"Dimanche, des attaques ont été perpétrées dans les villages situés dans la commune de Barga, province du Yatenga (Nord). Le bilan provisoire fait état de 43 victimes (...) et 6 blessés", a déclaré lundi le ministre burkinabè de la Communication Remis Fulgance Dandjinou, dans un communiqué.
Le président du Burkina Faso Roch Marc Christian Kaboré a décrété "un deuil national de 48 heures (...) en mémoire aux victimes de l'attaque perpétrée par des individus armés non identifiés dans les des villages de Dinguila Peul, Barga Peul, Ramdola Peul".
"Ce sont des groupes d'autodéfense qui agissent en représailles aux attaques jihadistes", a indiqué une source locale à l'AFP, confirmant la version donnée par d'autres sources locales.

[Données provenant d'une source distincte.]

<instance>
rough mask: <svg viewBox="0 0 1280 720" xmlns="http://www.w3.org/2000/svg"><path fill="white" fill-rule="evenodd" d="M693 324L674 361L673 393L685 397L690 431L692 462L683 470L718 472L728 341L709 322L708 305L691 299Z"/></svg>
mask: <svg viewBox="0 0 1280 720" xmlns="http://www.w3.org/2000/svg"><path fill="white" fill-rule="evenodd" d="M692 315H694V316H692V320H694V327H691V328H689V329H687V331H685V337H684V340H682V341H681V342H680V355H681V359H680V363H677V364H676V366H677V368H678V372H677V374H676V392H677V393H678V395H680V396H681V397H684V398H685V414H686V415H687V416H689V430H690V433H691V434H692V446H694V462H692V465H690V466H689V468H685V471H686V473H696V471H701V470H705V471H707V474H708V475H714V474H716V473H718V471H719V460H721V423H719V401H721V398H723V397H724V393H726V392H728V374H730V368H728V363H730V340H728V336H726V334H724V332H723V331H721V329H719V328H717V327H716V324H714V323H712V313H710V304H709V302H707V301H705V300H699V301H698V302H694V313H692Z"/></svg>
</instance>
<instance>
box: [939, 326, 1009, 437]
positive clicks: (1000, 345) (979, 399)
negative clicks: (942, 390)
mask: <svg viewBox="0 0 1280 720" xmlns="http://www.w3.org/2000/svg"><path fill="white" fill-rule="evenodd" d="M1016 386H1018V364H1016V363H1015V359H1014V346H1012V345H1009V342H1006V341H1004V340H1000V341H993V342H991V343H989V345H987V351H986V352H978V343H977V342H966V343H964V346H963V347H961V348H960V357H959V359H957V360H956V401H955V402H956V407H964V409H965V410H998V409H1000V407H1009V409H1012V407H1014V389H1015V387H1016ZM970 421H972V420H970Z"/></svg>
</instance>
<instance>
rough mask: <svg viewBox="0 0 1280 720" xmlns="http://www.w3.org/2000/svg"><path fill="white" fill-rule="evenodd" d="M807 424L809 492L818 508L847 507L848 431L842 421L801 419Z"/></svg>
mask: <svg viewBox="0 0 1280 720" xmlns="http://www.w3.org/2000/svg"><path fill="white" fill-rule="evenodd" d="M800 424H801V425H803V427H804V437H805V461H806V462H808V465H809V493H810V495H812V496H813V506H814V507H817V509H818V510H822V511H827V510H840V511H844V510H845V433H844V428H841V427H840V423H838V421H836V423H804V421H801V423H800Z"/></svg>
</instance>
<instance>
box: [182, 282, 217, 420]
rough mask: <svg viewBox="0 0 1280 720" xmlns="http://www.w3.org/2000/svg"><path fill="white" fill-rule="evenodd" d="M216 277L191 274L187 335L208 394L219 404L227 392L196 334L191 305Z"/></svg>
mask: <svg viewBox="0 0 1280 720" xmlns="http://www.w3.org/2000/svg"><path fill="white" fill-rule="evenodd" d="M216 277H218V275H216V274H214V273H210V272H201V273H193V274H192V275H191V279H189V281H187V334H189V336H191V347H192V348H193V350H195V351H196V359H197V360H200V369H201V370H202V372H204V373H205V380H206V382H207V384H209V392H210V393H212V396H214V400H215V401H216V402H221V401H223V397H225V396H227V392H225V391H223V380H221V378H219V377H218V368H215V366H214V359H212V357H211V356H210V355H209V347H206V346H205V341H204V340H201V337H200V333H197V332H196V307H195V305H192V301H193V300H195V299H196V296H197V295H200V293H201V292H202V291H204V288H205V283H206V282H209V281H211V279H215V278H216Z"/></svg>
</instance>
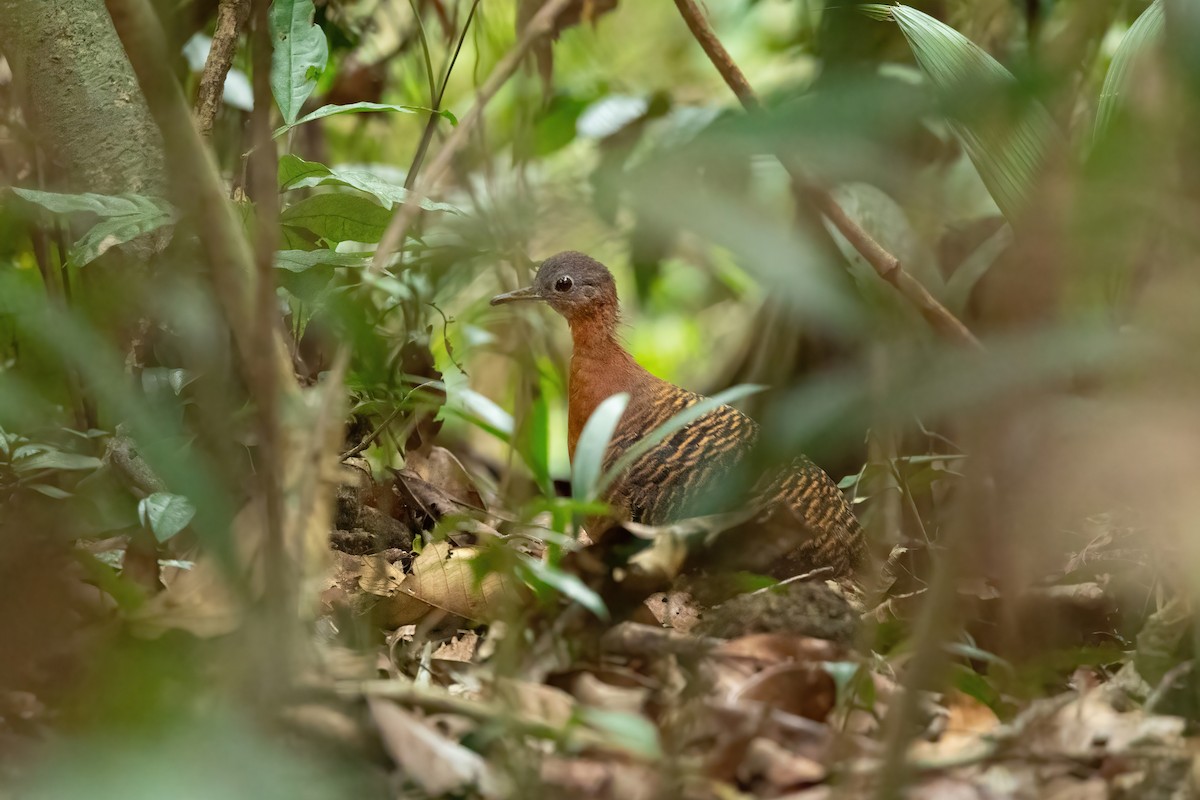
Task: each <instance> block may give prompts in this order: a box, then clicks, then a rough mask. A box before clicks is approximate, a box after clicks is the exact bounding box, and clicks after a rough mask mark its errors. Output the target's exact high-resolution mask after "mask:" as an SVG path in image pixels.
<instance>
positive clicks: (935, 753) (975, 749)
mask: <svg viewBox="0 0 1200 800" xmlns="http://www.w3.org/2000/svg"><path fill="white" fill-rule="evenodd" d="M947 711H948V715H947V718H946V724H944V727H943V730H942V735H941V736H938V739H937V741H917V742H913V745H912V747H911V750H910V754H911V757H912V758H914V759H917V760H923V762H953V760H959V759H971V758H973V757H983V756H984V754H986V753H988V751H989V750H991V747H992V745H991V742H990V741H988V740H986V739H985V736H988V735H989V734H991V733H994V732H995V730H996V728H997V727H1000V717H997V716H996V712H995V711H992V710H991V709H990V708H988V706H986V705H984V704H983V703H980V702H979V700H977V699H974V698H973V697H970V696H967V694H964V693H961V692H954V693H953V694H952V696H950V697H949V699H948V703H947Z"/></svg>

"Les Forces de défense et de sécurité ont été immédiatement déployées sur les lieux pour sécuriser les villages attaqués", a précisé le ministre de la Communication.
"Le gouvernement condamne avec la plus grande fermeté cette attaque odieuse. Tout est mis en oeuvre pour ramener le calme et la sérénité dans les villages touchés", a-t-il poursuivi, précisant que le procureur du tribunal de la ville de Ouahigouya avait été saisi.
- Amalgame entre jihadistes et Peul -
De plus, les ministres de la Défense et de l'Administration territoriale ont été envoyés "sur les lieux pour apporter le réconfort du gouvernement aux populations meurtries et faire le point de la situation", a ajouté M. Dandjinou.
Le nord du Burkina est en proie à de fréquentes attaques jihadistes. A l'instar du Mali, du Niger, du Nigeria et même de la Côte d'Ivoire, les tensions dégénèrent périodiquement en violences entre communautés agricoles et Peul éleveurs, souvent nomades, présents dans toute l'Afrique de l'Ouest.
Certains Peul ayant rejoint les groupes jihadistes, qui ont tué plus de 800 personnes depuis 2015 au Burkina, il est fréquent d'entendre des Burkinabè faire l'amalgame entre jihadistes et Peul.
Selon des experts, les groupes jihadistes attisent ces tensions, et les représailles contre les Peul se sont multipliées en 2019.
En janvier 2019, des individus armés non identifiés avaient attaqué le village de Yirgou et tué six personnes, dont le chef du village. Cette attaque avait été suivie de représailles intercommunautaires faisant 46 morts, selon un bilan officiel. Beaucoup plus, selon des ONG.
Les violences jihadistes, souvent entremêlées à ces conflits intercommunautaires, ont fait quelque 4.000 morts en 2019 au Burkina Faso, au Mali et au Niger, selon l'ONU.
- Recrutement de volontaires -
Sous-équipées et mal entraînées, les forces de l'ordre burkinabè n'arrivent pas à enrayer la spirale de violences jihadistes malgré l'aide de forces étrangères, notamment de la France, présente dans le Sahel avec 5.100 hommes dans le cadre de l'opération antijihadiste Barkhane.
En janvier, après une annonce du président en novembre, le Parlement burkinabé a adopté une loi permettant le recrutement de "volontaires" dans la lutte antijihadiste.
Ceux-ci doivent être recrutés dans leurs zones de résidence, après approbation des populations locales, en assemblée générale, et seront placés sous la tutelle du ministre de la Défense nationale. Ils exerceront des missions de surveillance, d'information et de protection, après une formation militaire initiale de 14 jours sur le maniement des armes, de la discipline et des droits humains.
Leur tâche sera de fournir des informations et de défendre le territoire sur leur lieu de résidence en cas d'attaque, en attendant que les forces de défense et de sécurité s'y déploient, selon le ministre de la Défense Moumina Cheriff Sy.
Certains observateurs avaient émis des réserves sur cette mesure, craignant justement des débordements dans un pays où il existe déjà des milices rurales dans certaines régions.
Les "koglewéogo" (gardiens de la brousse, en langue locale), ces milices rurales de défense, se targuent de remplacer les forces de sécurité et la justice, arrêtant voleurs et assassins. Mais leurs méthodes - ils sont accusés d'avoir recours à la torture - sont controversées.